State of the U.S. Market

Carlie Back Phoenix Arizona Realtor Keller WilliamsEvery year in February I attend the Keller Williams Annual Real Estate conference  and look forward to the Vision Speech, by Gary Keller, CEO of Keller Williams (which recently became the largest real estate company in the North America).   Each year Keller takes a look at where we are, where we have been and where we are heading.  The important numbers to consider that drive the real estate market are home prices, amount of inventory available, mortgage interest rates and affordability rates.  The health of the real estate market in our country is driven by these numbers.  For the year ending 2012, home prices are up, the supply of homes (inventory) is down and interest rates and affordability are at historic lows.

Home-sale transactions were up 9.2 percent in 2012. In 2011 there were 4.26 million transactions and in 2012 they were up to 4.65 million.  The last time the numbers of transactions were this high was during the boom years of 2006 and 2007.  The median sales price of a home is up, but it is still far below what the normal historical average would have been if we had experienced normal appreciation.

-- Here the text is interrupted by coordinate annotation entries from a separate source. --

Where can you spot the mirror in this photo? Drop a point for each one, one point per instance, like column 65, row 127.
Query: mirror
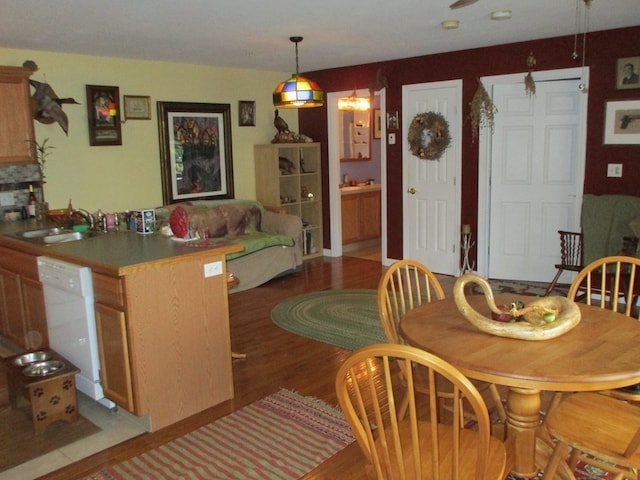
column 355, row 135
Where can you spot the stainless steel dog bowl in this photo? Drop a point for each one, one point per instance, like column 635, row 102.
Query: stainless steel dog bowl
column 32, row 357
column 42, row 369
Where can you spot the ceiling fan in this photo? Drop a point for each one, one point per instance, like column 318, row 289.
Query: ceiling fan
column 462, row 3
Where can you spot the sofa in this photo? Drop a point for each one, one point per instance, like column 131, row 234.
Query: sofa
column 608, row 223
column 272, row 241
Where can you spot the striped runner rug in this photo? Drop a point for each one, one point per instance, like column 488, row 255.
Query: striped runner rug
column 283, row 436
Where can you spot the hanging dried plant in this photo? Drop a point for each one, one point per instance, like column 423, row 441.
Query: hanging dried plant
column 482, row 111
column 529, row 82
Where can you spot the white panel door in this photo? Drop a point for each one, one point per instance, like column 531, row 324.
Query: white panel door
column 534, row 192
column 431, row 199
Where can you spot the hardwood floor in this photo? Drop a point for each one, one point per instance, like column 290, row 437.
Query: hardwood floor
column 275, row 359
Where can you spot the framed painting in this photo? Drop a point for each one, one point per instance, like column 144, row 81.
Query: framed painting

Median home prices are up 6.3 percent to $176,600.  If prices followed at a four percent appreciation rate each year, the median price today would be $231,683.  This implies prices may still be 23.8 percent undervalued, based on the trend line provided by the National Association of Realtors.


As you can see, the median sales price today is still well below what an average trajectory would have been: $177,000 compared to $231,000.  Although prices are up, it is still a great time to buy a home.  Appreciation will increase due to tightening inventory and a large decrease in the amount of distressed homes for sale (short sales and bank owned/foreclosed homes).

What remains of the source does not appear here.